Nana, a vivacious teenager, becomes the talentless “star” of a Parisian musical. Soon every man clamors to possess her, including the immensely rich Count Muffat, who suffers spiritual agonies over his sinful lust, the cute teenager Georges, and an army of rich men. Nana supplements her theatrical paycheck with quick cash from assignations, but is also eager to accept apartments, clothing, jewels and income streams from any man who desire intimate access on a more consistent basis. Her heart, however, belongs to her little son Louis. And perhaps Satin, her blue eyed prostitute friend. Nana goes from rags to riches to rags back to incomparable riches again, only to die ignominiously of smallpox as the French Army marches off to disaster in the Franco Prussian war. In the end, every man who lusted after her is financially and morally destroyed.

This novel is very cinematic. Great set pieces – the opening scene of the play with a naked Nana as Venus, the lesbian cafĂ©, the horse race scene. Perhaps the movies have replaced these old fashioned novels. I don’t mind long books that make me feel like I’m going on a spiritual journey but this one made me feel as if I watching a long expensively produced miniseries. That is, a bit repetitive and dull. Nana is a beautiful promiscuous vivacious dolt, a somewhat heavy handed symbol of the corruption of France. I’m not sure if I felt any deep sympathy or interest in how she would end up. She navigates a world defined by male privilege and reading this book definitely made me appreciate feminism more.  

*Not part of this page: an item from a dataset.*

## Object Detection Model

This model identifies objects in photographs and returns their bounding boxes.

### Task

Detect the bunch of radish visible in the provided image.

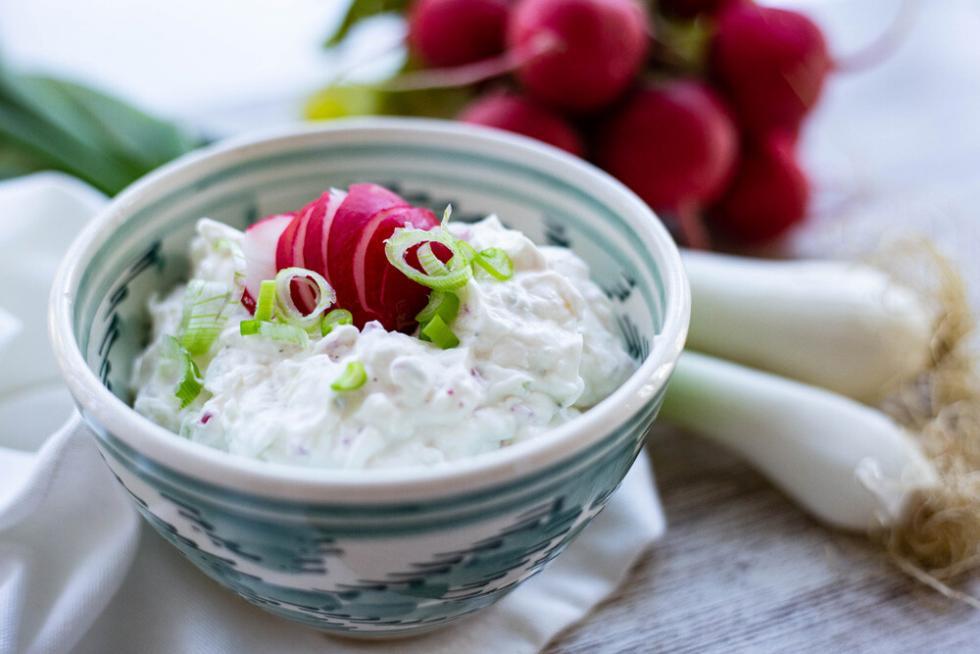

Like Moll Flanders, by the end of the book, Zaza is entirely motivated by money. In the final chapter, the lines of men and women tramping through Nana's bedroom became comical and cartoonish. I did like the final scene where Nana dies, a biting critique of France as the screaming crowd marches into the utter humiliation of the entirely staged Franco Prussian war. The author’s contempt for French society (high and low) came through loud and clear.







Saturday, April 5, 2014

My Education by Susan Choi


 
A woman looks back at a traumatic love affair

Regina Gottlieb, a young graduate student at an upstate New York university sounding very much like Cornell, is infatuated by her sexy English professor Nicholas Brodeur. Rather implausibly, almost immediately he invites the bright Regina to become his graduate teaching assistant. One afternoon, while grading papers at the professor’s home, Regina encounters his beautiful wife Martha, and in a pretty nifty twist, the pair begin a heavy duty sexual love affair. Over some months, they share a lot of ecstasy, but the affair comes to a close because of Martha’s reluctance to introduce/elevate Regina as her partner. Regina falls apart, then reconnects with Martha fifteen years later.

On the face of it, the stakes of this novel of manners are slight. Choi’s heavy-on-the-commas writing style got on my nerves at first. I read the first fifty pages then decided to give the book five more pages before bailing. I’m glad I kept reading because the story started sucking me in on page 54. The strong spot turned out to be the exuberant writing – the raw honesty and shocking and inventive imagery and funny crazy anecdotes. There’s very good explicit writing about sex (although I didn’t understand how a woman who is breastfeeding has such a high libido), great observations and a number of kooky minor characters. But pacing is an issue here – the momentum seriously lags in spots, especially at the end. There really is no need for Regina’s meeting up with Martha 15 years later. The ending is very anticlimactic.